Trzy zastępy straży pożarnej z JRG1 i OSP Wilkowice oraz policję wysłano po otrzymaniu zgłoszenia, z którego wynikało, iż na ul. Wyzwolenia w Wilkowicach samochód osobowy uderzył w ogrodzenie posesji.
Do zdarzenia doszło około godz. 17.15 na wysokości posesji nr 87. Kierujący samochodem osobowym marki honda, jadąc ul. Wyzwolenia w kierunku ul. Żywieckiej, zasnął za kierownicą auta, w wyniku czego zjechał na przeciwległy pas ruchu, wjechał na chodnik, po czym z impetem uderzył w ogrodzenie posesji, bramkę i bramę wjazdową. Kierującemu hondą nic się nie stało, wyszedł z auta o własnych siłach.
– Byłem na Śląsku…, zmęczenie.

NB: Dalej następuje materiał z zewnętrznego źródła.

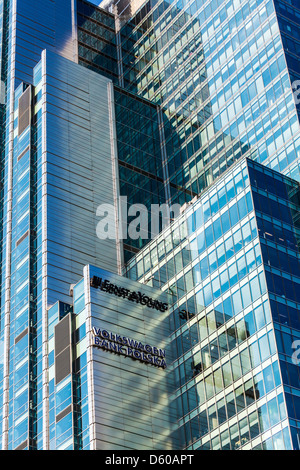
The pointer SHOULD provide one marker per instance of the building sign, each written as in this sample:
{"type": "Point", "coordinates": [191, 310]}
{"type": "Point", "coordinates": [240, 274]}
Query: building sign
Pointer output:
{"type": "Point", "coordinates": [128, 347]}
{"type": "Point", "coordinates": [138, 297]}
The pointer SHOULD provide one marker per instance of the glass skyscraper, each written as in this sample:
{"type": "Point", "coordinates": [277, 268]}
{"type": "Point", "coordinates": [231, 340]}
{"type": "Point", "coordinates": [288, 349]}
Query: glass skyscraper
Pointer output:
{"type": "Point", "coordinates": [192, 103]}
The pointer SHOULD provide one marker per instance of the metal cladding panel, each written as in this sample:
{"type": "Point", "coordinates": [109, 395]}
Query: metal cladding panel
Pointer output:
{"type": "Point", "coordinates": [62, 335]}
{"type": "Point", "coordinates": [130, 406]}
{"type": "Point", "coordinates": [63, 348]}
{"type": "Point", "coordinates": [24, 111]}
{"type": "Point", "coordinates": [62, 365]}
{"type": "Point", "coordinates": [78, 169]}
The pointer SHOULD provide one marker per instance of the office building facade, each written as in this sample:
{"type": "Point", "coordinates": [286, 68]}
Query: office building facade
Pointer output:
{"type": "Point", "coordinates": [150, 103]}
{"type": "Point", "coordinates": [231, 263]}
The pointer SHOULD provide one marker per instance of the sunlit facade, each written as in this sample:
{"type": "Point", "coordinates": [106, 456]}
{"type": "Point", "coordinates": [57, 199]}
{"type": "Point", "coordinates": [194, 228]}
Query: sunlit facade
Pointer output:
{"type": "Point", "coordinates": [159, 102]}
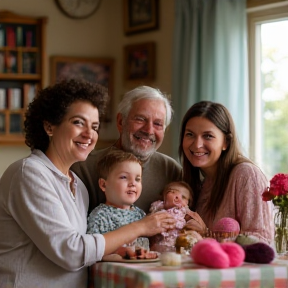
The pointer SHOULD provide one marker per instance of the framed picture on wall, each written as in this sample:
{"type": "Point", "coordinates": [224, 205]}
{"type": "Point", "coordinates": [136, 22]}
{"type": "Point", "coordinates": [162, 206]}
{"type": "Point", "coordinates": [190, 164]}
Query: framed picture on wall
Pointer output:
{"type": "Point", "coordinates": [97, 70]}
{"type": "Point", "coordinates": [139, 62]}
{"type": "Point", "coordinates": [140, 16]}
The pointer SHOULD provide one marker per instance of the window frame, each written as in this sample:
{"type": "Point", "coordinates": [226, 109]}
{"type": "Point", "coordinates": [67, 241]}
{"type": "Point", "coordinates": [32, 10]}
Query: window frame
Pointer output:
{"type": "Point", "coordinates": [256, 17]}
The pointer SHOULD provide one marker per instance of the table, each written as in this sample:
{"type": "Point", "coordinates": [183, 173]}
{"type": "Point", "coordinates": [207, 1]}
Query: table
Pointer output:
{"type": "Point", "coordinates": [154, 275]}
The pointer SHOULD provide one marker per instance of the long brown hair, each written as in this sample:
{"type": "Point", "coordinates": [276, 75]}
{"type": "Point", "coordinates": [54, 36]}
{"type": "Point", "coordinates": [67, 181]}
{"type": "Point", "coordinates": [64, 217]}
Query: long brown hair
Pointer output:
{"type": "Point", "coordinates": [221, 118]}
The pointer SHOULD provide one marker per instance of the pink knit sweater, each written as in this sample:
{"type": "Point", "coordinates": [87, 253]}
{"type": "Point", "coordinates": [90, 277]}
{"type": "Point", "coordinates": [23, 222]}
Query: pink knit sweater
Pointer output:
{"type": "Point", "coordinates": [243, 202]}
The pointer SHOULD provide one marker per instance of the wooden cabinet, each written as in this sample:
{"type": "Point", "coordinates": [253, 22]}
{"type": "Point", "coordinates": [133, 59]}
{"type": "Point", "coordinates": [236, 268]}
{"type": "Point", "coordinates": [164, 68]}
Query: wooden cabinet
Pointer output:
{"type": "Point", "coordinates": [22, 52]}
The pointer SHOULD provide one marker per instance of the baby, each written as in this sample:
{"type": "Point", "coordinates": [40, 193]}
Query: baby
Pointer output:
{"type": "Point", "coordinates": [177, 197]}
{"type": "Point", "coordinates": [120, 179]}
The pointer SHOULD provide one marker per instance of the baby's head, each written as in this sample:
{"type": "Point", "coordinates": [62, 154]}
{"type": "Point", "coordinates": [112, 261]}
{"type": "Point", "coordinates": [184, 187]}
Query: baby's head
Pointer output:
{"type": "Point", "coordinates": [177, 194]}
{"type": "Point", "coordinates": [120, 175]}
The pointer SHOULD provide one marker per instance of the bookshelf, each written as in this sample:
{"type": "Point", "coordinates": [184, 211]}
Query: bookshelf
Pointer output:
{"type": "Point", "coordinates": [22, 54]}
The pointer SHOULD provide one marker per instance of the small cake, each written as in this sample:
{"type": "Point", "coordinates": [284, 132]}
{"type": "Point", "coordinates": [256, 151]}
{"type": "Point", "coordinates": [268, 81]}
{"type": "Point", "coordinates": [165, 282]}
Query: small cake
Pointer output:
{"type": "Point", "coordinates": [170, 259]}
{"type": "Point", "coordinates": [186, 240]}
{"type": "Point", "coordinates": [226, 230]}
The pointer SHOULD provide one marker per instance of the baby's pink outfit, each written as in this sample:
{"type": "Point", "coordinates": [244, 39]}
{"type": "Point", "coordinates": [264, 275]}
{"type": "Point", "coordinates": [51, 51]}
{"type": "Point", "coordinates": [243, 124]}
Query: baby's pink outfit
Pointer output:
{"type": "Point", "coordinates": [169, 238]}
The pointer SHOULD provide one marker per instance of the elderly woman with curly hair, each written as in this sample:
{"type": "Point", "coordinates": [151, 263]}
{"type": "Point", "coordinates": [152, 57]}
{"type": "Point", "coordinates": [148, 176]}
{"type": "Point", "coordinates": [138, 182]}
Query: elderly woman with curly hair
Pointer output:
{"type": "Point", "coordinates": [43, 204]}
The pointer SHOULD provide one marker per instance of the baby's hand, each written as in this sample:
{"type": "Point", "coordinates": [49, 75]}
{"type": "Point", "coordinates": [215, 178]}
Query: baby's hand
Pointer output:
{"type": "Point", "coordinates": [126, 252]}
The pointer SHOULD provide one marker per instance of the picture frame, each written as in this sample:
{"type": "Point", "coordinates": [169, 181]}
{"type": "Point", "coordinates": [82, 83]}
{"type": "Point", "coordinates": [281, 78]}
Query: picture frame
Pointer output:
{"type": "Point", "coordinates": [139, 62]}
{"type": "Point", "coordinates": [140, 16]}
{"type": "Point", "coordinates": [96, 70]}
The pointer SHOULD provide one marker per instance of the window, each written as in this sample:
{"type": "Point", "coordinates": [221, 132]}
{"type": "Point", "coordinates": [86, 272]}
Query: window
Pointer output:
{"type": "Point", "coordinates": [268, 89]}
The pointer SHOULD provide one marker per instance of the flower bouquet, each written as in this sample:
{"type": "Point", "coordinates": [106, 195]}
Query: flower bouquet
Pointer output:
{"type": "Point", "coordinates": [278, 193]}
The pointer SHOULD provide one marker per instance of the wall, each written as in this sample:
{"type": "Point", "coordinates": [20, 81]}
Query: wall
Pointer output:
{"type": "Point", "coordinates": [100, 35]}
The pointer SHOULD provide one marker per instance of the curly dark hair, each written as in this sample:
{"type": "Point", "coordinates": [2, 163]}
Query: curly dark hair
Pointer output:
{"type": "Point", "coordinates": [51, 105]}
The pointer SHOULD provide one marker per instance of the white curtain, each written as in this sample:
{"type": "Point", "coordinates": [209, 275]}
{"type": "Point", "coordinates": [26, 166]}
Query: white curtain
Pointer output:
{"type": "Point", "coordinates": [210, 61]}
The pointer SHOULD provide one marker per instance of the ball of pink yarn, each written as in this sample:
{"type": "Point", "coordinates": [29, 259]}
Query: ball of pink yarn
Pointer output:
{"type": "Point", "coordinates": [208, 252]}
{"type": "Point", "coordinates": [235, 253]}
{"type": "Point", "coordinates": [226, 224]}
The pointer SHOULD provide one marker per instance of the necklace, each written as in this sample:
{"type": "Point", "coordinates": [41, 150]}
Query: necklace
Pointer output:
{"type": "Point", "coordinates": [71, 186]}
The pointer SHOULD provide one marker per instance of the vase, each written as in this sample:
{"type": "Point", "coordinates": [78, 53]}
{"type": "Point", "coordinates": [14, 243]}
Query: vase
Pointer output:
{"type": "Point", "coordinates": [281, 230]}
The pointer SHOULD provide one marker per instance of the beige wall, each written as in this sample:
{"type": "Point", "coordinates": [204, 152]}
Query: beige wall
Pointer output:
{"type": "Point", "coordinates": [100, 35]}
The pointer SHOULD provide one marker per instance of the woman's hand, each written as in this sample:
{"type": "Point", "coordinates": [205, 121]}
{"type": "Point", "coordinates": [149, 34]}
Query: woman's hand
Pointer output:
{"type": "Point", "coordinates": [196, 223]}
{"type": "Point", "coordinates": [156, 223]}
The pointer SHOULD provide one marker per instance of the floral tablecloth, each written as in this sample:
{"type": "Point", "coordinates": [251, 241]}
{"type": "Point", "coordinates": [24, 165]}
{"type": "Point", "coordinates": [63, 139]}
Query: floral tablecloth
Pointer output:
{"type": "Point", "coordinates": [153, 275]}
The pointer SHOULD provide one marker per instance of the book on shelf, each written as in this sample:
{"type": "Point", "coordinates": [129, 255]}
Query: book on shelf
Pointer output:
{"type": "Point", "coordinates": [29, 62]}
{"type": "Point", "coordinates": [29, 92]}
{"type": "Point", "coordinates": [11, 62]}
{"type": "Point", "coordinates": [10, 36]}
{"type": "Point", "coordinates": [2, 122]}
{"type": "Point", "coordinates": [2, 35]}
{"type": "Point", "coordinates": [15, 123]}
{"type": "Point", "coordinates": [28, 38]}
{"type": "Point", "coordinates": [19, 36]}
{"type": "Point", "coordinates": [3, 103]}
{"type": "Point", "coordinates": [14, 98]}
{"type": "Point", "coordinates": [2, 62]}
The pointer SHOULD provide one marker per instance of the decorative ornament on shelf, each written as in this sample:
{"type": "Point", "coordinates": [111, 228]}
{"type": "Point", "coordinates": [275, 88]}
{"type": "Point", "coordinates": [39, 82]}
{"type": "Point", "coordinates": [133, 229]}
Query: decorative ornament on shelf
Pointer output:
{"type": "Point", "coordinates": [278, 193]}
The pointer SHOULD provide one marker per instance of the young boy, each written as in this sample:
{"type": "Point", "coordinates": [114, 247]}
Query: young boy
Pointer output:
{"type": "Point", "coordinates": [120, 179]}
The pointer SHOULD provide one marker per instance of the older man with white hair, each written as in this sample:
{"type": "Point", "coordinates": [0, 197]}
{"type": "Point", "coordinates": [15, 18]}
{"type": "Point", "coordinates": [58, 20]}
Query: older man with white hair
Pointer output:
{"type": "Point", "coordinates": [142, 118]}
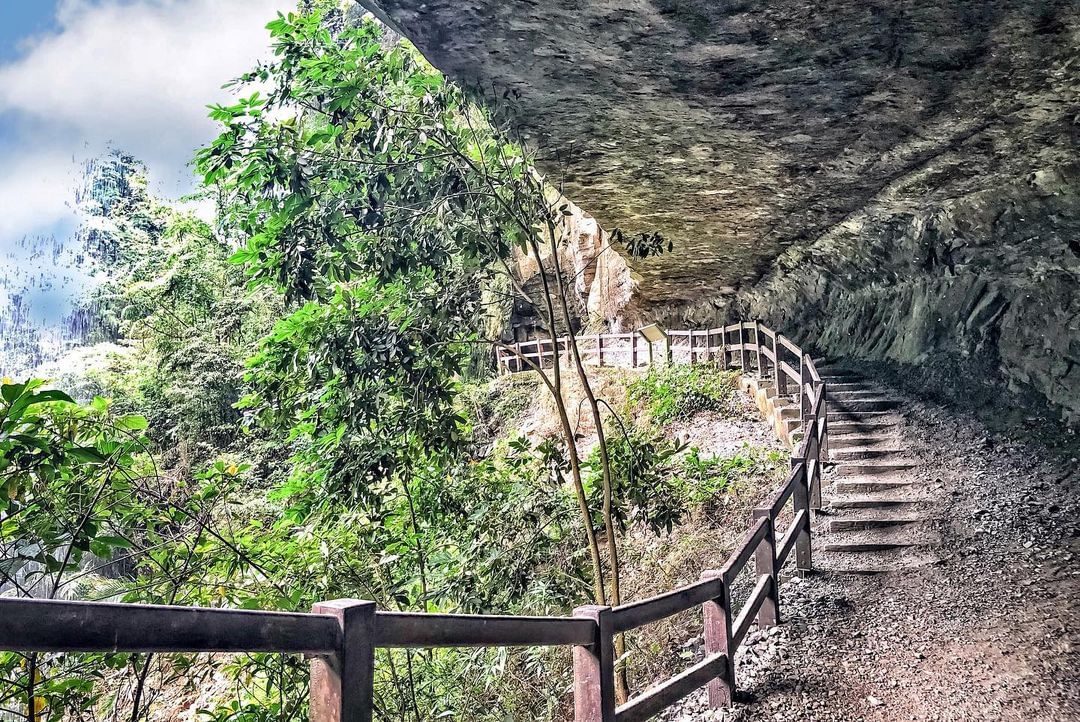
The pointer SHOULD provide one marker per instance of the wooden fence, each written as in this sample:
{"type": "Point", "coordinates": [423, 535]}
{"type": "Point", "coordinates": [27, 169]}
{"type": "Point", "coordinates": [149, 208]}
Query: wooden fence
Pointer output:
{"type": "Point", "coordinates": [633, 350]}
{"type": "Point", "coordinates": [341, 636]}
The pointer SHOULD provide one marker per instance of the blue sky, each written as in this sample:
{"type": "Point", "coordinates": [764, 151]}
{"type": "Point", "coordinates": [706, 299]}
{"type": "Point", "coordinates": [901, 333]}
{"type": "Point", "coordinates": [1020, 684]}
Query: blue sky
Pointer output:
{"type": "Point", "coordinates": [80, 77]}
{"type": "Point", "coordinates": [21, 18]}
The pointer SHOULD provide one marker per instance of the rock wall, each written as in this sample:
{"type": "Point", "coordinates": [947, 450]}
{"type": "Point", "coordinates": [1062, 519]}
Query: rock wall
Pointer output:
{"type": "Point", "coordinates": [985, 286]}
{"type": "Point", "coordinates": [895, 175]}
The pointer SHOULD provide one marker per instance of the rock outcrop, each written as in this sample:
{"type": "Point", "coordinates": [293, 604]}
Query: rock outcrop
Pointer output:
{"type": "Point", "coordinates": [899, 173]}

Usłyszałem huk i zobaczyłem, że jestem wbity w płot – tłumaczył sprawca zdarzenia. – Dobrze, że z przeciwka nie jechał żadne samochód i na chodniku nie było nikogo.
Badanie stanu trzeźwości wykazało, że kierowca hondy był trzeźwy. Zdarzenie zakończono pouczeniem.